Heroism is selflessness. How do we, then, rid of ourselves?
On the 26th of August 2013, Filipinos remembered the fallen heroes of Philippine Revolution during the Spanish rule. Flowers were laid in monuments of the great Philippine heroes—those who used swords, guns, and pens to fight our way to freedom and independence. Jose Rizal, Andres Bonifacio, Gabriela Silang, Sultan Dipatuan Kudarat were remembered. It is August 26; it is National Heroes Day.
However, somewhere in Central Mindanao, in a humble city called Tacurong, tributes were also given to the faceless heroes of our nation—doctors who serve in far-flung barrios, teachers, farmers, social workers, overseas Filipino workers, civil servants, public servants.
“The battle for freedom and independence against foreign oppressors have long been over. But we have still so much to fight for,” said Lt. Col. Joel Mamon, the guest speaker during the City Government of Tacurong’s Heroes Day celebration. With these battles he meant Filipinos’ fight against hunger and poverty, against graft and corruption, against lack of integrity in the service. With this, Lt. Col. Mamon could not help but mention the Million March happening in Quirino Grand Stand, Manila and in other provinces in the country on that very same day.
The Million March allowed people from different sectors to express, to meet and understand each other’s woes, to unite, to have a voice. The pork barrel system is only one side of the multi-faceted dimension of money and greed that exists not only in the government, but in other segments of society.
In this age, rising up takes more than courage. Conviction makes heroes rise. And when heroes rise, hope dawns. Hope makes all the difference in a seemingly confusing status quo. In this age, we do not need to shed blood to stand by our own convictions. Farmers plant rice and toil under the sun to provide for their families, and to provide for the country. Teachers, with their meager resources, make learning fun for pupils and students. People fearlessly and peacefully march to magnify the voices of the oppressed.
Indeed, battles do not end. The Filipino race continues to fight the good fight. Farmers, teachers, doctors, nurses, soldiers, civilians—the heroes of this age may or may not be acknowledged by history, but I believe they will continue to move, even invisibly for social good.

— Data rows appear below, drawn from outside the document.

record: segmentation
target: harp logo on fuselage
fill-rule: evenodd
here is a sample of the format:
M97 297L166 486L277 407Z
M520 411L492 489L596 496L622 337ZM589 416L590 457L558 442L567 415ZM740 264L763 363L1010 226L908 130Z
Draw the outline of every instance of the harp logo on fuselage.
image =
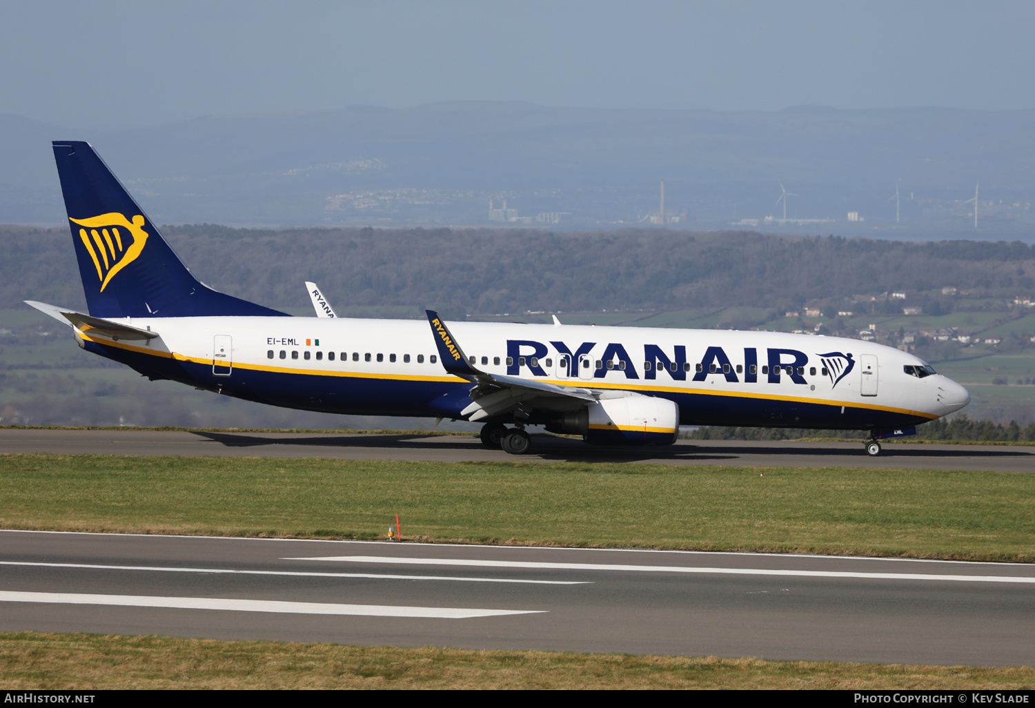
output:
M147 242L141 214L132 220L117 212L89 218L69 217L69 220L82 227L79 238L97 269L100 292L105 292L116 273L137 260Z

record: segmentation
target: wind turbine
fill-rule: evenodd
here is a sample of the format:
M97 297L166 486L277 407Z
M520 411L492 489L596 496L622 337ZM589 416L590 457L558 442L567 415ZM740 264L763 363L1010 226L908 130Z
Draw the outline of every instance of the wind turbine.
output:
M788 191L787 189L783 188L783 182L780 182L778 179L776 181L779 182L779 190L783 193L779 196L779 199L776 200L776 204L779 204L780 201L783 202L783 220L780 222L780 224L787 224L787 198L799 197L800 195L796 195L793 191Z
M896 179L895 180L895 224L898 224L898 182L899 182L899 180ZM888 201L890 202L891 200L888 200Z
M974 199L968 199L964 204L970 204L974 202L974 228L977 229L977 187L981 183L981 180L974 182Z

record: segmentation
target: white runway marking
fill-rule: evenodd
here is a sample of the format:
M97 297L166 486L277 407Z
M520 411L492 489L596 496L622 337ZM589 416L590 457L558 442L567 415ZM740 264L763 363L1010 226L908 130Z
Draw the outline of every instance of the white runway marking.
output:
M333 604L285 602L223 597L150 597L145 595L85 595L65 592L4 592L0 602L48 602L52 604L107 604L124 608L171 608L176 610L229 610L294 615L353 615L360 617L419 617L470 619L500 615L533 615L542 610L472 610L467 608L409 608L391 604Z
M953 581L962 583L1027 583L1035 578L1014 576L950 576L920 572L854 572L847 570L792 570L768 568L692 568L673 565L612 565L605 563L536 563L529 561L454 560L448 558L388 558L381 556L327 556L324 558L285 558L284 560L338 561L345 563L385 563L393 565L451 565L491 568L534 568L537 570L613 570L619 572L685 572L722 576L775 576L794 578L860 578L865 580Z
M236 570L233 568L177 568L159 565L94 565L88 563L27 563L0 561L0 565L28 565L43 568L87 568L100 570L149 570L157 572L208 572L243 576L289 576L294 578L367 578L374 580L454 581L457 583L528 583L532 585L591 585L591 581L539 581L510 578L461 578L450 576L389 576L374 572L306 572L303 570Z

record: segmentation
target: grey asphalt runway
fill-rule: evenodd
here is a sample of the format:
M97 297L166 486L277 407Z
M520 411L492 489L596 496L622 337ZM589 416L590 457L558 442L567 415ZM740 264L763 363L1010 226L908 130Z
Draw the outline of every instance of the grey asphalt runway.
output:
M1035 566L0 531L0 629L1035 663Z
M862 443L681 440L663 447L598 447L576 439L533 437L524 458L485 448L466 436L154 431L0 430L0 452L178 454L432 462L628 462L664 465L865 467L874 469L1035 472L1035 447L889 443L878 458Z

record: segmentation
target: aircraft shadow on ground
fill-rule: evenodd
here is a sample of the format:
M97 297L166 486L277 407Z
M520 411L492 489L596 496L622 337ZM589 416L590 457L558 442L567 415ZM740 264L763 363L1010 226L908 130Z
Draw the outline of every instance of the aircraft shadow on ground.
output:
M413 435L321 435L313 437L271 437L234 433L197 432L195 435L211 440L226 447L263 447L268 445L297 445L299 447L329 448L375 448L410 450L483 450L476 439L460 436L413 436ZM729 444L722 446L672 445L651 447L621 447L587 445L581 440L535 436L532 448L535 456L551 461L568 462L658 462L709 460L737 460L742 458L776 459L802 458L844 458L846 460L868 460L862 446L830 445L817 443L815 447L800 445L769 445L766 447ZM503 454L501 452L501 454ZM1035 456L1035 450L988 449L973 445L959 445L953 449L931 449L924 447L901 447L886 445L881 458L1018 458ZM518 462L521 458L503 455L501 459ZM762 464L763 461L759 461Z

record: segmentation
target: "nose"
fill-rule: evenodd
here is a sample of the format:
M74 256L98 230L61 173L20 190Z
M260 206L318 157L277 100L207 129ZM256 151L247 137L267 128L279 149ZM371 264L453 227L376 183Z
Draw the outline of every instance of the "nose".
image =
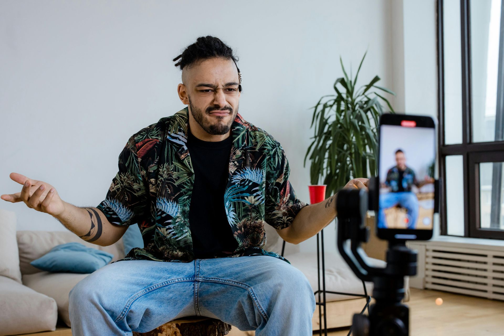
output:
M215 90L215 94L214 95L214 104L221 107L224 107L227 105L227 102L226 101L226 95L224 94L223 90Z

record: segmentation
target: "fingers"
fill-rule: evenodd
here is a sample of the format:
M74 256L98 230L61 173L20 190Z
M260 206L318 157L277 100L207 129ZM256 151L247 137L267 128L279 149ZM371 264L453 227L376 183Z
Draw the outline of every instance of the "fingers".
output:
M52 199L52 196L54 195L54 188L51 188L51 190L49 190L49 192L47 194L45 195L45 198L44 198L44 200L42 201L42 203L40 204L40 207L42 208L42 211L44 212L47 212L47 208L49 207L49 205L51 203L51 200Z
M28 178L25 175L22 174L18 174L18 173L11 173L9 176L13 181L17 182L20 184L24 184L26 180L28 180L30 181L30 183L32 185L35 184L35 183L37 182L37 181L35 180Z
M28 198L30 198L30 190L31 189L31 184L30 183L29 179L25 180L25 182L23 183L24 184L23 188L21 188L21 193L20 196L21 196L21 200L28 205Z
M358 178L354 178L350 180L348 183L344 186L345 188L350 188L356 189L364 189L365 190L368 190L367 189L367 183L369 182L369 179L364 178L362 177L359 177Z
M26 186L26 184L25 184L25 186ZM45 189L45 186L43 184L41 184L40 186L37 188L37 190L35 191L33 194L30 196L30 198L28 200L28 204L30 207L34 209L36 209L38 207L39 204L40 203L40 196L44 193L44 189Z
M353 183L357 186L357 189L364 189L364 190L367 190L367 187L366 187L360 180L358 178L354 179L354 180L355 182L354 182Z
M0 196L0 198L2 198L4 200L7 200L9 202L12 202L13 203L16 203L16 202L20 202L22 200L20 196L21 194L21 192L16 192L16 193L11 194L4 194L2 196Z

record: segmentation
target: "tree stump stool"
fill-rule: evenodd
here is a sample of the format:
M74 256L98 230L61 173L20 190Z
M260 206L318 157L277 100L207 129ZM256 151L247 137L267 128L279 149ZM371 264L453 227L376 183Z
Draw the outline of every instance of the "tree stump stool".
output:
M187 316L170 321L147 332L133 331L133 336L222 336L231 325L205 316Z

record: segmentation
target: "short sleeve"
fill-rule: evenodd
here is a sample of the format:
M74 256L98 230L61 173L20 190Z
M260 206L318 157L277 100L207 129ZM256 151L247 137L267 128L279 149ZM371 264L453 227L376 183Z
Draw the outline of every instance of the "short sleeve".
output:
M133 137L119 155L118 168L105 199L96 208L110 223L131 225L144 215L149 195Z
M270 162L267 163L265 221L280 230L290 226L298 213L308 204L296 197L289 181L289 162L281 146L273 150L268 159Z

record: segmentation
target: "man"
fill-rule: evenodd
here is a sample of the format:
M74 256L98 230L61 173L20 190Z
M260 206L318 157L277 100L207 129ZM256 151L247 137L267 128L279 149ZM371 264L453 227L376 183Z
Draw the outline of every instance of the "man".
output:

Every day, we give up a part of ourselves for service. Giving up a part of us, requires full conviction, requires our whole being to yield to our duty—to others and to God. And as we yield, we take our steps towards selflessness. Heroes are dignified because of honesty, compassion, and conviction.
It is National Heroes Day—a day for great and faceless heroes of the past and even of the present.